Standardizing interfaces and using memory effectively were dominant themes in the conference. With multiple chips needing to work together, IO chiplets are becoming more critical. Companies like LightMatter, Xcapephotonics, and Ayar labs presented their optical I/O solutions. Ayar Labs identifies the laser unit as the main barrier to adopting co-packaged optics and proposes an optical I/O chiplet (TeraPHY) with an external laser source. This design allows a rack to have multiple optical I/Os connected to a single 16-wavelength light source. Lightmatter believes chip shorelines are a key limitation and advocates a 3D stacked approach (GEN 4 3D interposer M1000). Xcapephotonics argues that current laser arrays cannot scale in power and bandwidth and is developing a Si-photonic chip (CHROMX Platform) that can provide 128 wavelengths from a single chip. This chip contains eight laser units, each emitting sixteen wavelengths for efficient wavelength division multiplexing (WDM).

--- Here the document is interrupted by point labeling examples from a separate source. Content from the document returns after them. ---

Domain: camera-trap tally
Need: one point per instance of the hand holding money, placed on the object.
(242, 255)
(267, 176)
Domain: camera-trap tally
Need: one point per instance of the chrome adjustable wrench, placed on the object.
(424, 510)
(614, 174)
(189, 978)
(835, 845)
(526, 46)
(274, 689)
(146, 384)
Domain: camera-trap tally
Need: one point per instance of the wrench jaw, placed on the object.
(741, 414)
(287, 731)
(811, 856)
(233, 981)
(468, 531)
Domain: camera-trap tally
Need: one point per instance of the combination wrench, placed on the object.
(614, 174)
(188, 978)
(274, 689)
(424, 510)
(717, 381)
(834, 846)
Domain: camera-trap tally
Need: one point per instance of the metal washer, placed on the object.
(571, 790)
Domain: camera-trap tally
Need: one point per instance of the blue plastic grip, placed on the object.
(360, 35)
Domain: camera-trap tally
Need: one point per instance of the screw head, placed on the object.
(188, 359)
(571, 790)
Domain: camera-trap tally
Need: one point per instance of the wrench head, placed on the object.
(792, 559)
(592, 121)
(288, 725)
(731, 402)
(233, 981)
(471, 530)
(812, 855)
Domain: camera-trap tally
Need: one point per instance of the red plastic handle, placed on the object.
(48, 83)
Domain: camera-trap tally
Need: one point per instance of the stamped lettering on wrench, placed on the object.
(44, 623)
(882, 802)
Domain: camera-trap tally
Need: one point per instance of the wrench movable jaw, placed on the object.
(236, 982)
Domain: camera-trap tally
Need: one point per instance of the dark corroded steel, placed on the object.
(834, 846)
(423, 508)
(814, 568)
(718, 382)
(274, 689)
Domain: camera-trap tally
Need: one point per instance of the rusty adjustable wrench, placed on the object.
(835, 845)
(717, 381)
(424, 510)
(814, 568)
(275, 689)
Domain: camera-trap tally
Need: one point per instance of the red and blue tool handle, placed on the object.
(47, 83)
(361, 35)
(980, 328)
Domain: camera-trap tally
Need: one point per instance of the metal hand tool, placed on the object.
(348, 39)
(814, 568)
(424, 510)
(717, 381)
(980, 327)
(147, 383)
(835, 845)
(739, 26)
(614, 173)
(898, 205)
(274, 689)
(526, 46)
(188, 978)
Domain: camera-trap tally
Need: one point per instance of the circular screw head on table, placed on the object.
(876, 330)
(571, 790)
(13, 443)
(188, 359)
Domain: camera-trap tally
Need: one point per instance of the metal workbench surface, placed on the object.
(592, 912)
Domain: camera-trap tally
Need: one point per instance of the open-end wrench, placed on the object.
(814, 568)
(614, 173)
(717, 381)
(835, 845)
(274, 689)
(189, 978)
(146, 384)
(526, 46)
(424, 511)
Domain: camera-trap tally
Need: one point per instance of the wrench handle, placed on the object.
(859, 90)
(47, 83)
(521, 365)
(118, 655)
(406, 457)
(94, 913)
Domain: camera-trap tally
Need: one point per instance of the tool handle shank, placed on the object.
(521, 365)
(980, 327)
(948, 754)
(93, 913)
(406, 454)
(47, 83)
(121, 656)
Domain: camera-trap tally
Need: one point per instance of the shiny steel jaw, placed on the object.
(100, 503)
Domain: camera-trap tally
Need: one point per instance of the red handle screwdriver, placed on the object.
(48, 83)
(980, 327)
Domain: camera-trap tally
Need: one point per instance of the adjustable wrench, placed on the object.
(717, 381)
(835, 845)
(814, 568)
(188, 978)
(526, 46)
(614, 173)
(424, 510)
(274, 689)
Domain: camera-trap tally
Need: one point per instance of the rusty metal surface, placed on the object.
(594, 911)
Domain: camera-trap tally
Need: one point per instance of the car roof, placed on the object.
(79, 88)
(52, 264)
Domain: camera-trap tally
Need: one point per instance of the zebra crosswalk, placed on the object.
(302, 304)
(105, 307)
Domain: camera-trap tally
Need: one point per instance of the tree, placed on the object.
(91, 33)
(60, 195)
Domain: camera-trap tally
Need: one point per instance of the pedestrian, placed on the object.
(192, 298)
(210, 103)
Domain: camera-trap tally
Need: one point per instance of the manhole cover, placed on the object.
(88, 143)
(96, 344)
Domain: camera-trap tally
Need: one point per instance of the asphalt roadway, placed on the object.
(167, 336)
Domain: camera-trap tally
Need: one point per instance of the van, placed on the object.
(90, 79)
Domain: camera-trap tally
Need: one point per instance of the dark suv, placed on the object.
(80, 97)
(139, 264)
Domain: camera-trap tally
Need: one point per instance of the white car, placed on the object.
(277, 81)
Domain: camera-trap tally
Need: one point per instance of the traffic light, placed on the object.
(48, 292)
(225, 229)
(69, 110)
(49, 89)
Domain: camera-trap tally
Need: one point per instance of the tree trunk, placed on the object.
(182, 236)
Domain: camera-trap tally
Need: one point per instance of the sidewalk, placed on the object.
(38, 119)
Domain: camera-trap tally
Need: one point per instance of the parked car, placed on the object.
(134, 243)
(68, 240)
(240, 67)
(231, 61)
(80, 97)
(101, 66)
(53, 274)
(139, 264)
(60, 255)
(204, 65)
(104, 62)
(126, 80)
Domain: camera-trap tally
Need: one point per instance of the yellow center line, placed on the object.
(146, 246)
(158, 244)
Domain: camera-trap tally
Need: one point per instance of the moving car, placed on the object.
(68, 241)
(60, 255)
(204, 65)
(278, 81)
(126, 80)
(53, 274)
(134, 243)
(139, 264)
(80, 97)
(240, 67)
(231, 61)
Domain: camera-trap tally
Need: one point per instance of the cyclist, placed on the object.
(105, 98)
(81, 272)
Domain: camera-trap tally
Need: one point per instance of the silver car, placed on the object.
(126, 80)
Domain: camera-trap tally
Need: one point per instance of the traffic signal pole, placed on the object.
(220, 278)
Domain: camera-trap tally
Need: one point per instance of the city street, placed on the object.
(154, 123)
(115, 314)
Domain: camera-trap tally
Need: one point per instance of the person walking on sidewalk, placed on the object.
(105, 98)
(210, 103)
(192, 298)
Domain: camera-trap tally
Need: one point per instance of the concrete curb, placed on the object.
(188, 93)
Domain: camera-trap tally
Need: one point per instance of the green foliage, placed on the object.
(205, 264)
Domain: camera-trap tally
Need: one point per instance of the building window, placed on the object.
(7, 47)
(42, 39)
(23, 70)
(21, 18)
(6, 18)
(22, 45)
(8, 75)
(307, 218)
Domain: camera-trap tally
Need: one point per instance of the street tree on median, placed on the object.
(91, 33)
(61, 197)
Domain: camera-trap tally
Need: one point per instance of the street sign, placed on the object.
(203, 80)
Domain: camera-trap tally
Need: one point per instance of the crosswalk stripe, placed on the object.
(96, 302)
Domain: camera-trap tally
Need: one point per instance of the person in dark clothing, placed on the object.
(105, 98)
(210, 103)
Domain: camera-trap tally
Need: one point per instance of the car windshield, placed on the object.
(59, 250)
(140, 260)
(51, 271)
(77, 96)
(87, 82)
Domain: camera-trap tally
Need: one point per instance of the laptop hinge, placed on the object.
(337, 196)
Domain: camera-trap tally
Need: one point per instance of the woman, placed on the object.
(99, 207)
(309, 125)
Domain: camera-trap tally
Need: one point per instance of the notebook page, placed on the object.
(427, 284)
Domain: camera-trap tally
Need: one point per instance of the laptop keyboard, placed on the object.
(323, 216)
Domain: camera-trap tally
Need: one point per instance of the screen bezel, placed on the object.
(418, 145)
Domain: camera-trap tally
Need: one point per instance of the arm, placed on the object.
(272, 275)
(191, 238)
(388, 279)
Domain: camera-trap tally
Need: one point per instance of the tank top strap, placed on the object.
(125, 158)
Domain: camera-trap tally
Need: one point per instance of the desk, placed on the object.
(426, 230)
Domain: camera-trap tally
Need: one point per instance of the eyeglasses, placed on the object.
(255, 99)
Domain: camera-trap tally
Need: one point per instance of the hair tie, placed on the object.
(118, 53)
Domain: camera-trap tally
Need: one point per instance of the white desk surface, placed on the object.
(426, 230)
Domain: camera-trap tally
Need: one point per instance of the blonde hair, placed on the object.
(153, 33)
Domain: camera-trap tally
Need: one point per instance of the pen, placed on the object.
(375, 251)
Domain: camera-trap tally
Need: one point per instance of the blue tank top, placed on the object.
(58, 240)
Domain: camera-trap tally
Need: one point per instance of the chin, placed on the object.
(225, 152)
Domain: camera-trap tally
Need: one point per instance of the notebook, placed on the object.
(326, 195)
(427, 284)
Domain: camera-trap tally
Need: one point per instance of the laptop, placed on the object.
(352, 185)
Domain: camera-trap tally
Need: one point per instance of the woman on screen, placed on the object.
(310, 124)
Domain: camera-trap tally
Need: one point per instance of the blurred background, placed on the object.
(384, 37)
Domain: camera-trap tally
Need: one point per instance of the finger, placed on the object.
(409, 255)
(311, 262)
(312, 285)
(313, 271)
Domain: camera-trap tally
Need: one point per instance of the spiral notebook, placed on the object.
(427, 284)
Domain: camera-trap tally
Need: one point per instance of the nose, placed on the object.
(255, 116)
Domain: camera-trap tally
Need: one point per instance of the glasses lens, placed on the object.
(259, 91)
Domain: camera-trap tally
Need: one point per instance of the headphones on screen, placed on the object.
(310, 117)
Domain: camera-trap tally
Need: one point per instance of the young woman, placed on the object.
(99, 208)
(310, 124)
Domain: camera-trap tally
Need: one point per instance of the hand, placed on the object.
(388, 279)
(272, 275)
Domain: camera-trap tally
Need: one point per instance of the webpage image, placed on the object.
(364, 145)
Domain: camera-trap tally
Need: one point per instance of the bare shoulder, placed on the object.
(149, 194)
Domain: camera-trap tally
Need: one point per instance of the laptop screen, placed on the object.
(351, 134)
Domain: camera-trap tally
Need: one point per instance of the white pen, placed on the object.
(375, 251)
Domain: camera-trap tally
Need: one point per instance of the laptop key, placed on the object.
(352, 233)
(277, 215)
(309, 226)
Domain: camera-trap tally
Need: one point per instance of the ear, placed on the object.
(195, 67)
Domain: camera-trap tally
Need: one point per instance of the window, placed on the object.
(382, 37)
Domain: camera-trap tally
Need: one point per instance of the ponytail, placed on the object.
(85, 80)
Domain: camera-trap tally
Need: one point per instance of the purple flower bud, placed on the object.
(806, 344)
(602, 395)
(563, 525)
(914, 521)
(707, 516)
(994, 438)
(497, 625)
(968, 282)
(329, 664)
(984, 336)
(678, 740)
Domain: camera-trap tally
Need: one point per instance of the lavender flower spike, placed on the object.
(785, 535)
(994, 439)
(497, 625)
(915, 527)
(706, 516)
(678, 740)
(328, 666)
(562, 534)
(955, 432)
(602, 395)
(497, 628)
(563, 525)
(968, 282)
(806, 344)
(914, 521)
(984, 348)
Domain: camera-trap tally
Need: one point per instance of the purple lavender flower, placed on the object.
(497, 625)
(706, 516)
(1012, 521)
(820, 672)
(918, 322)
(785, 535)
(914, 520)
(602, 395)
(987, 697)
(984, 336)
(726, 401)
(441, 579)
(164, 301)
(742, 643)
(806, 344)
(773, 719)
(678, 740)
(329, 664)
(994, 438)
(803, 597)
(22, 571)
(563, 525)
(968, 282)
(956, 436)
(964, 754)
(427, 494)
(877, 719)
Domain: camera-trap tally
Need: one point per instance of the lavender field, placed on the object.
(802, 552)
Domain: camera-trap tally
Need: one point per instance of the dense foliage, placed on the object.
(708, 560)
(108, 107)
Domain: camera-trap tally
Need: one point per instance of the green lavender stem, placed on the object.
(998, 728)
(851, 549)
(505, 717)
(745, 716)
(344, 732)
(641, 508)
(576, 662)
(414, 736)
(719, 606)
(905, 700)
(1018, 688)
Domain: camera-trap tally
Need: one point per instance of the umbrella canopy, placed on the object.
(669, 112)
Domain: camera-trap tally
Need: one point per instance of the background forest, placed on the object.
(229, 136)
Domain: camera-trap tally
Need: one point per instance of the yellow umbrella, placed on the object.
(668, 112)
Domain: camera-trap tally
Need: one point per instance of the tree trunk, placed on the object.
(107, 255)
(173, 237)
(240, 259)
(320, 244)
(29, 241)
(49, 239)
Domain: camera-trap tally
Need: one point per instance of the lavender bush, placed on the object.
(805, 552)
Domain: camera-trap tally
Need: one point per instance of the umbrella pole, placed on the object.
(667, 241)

Other participants included MIPS Tech, which enabled a chiplet design platform based on the RISC-V architecture, and Athos Silicon, which is applying the chiplet concept to the automotive industry. For automotive applications, where reliability is paramount, Athos Silicon suggests producing critical chiplets in multiple quantities within a system, allowing workloads to be rerouted if one fails. Sagence AI and PseudolithIC are creating analog devices using chiplet concepts. PseudolithIC fabricates transistors in III-V compounds and places them into trenches on a silicon wafer before completing the standard Si-CMOS processing. This fabrication process is an alternative to growing GaN on Si.
An Emerging IP Field
The new paths emerging in the chiplet ecosystem suggest a vibrant patent landscape. Creating a patent landscape for chiplets is challenging because the concept is a subset of System-in-Package (SiP), and most 2.5D and 3D packaging patents also apply to the chiplet ecosystem. The idea of disaggregating silicon by separating I/O, CPUs, and memory gained traction around 2020, initially with major players like Intel, TSMC, and Nvidia. Over the past two years, the focus has shifted to design and architecture, attracting new players like EDA tool vendors and photonics companies. It remains a nascent field.
Improving the Status Quo
Many players are collaborating to bring the Chiplet-Market-Place concept to reality. With so many contributors, hardware, software, and design processes will likely be optimized soon, paving the way for new AI applications. In the future, when buying my next bike, an AI platform will maybe measure my body dimensions, take into account my preferences and instantly generate the specifications for a bike that will perfectly fit me. This system would replace the linear, "one factor at a time" adjustments conducted by humans today; such a platform will probably be running on a Chiplet-Market-Place system. The crux of human evolution is based on the process of monitoring and optimizing the world we live in, whether it be society, technology, the environment, or personal life. Progress is always a source of encouragement, so let’s continue to ride towards the future…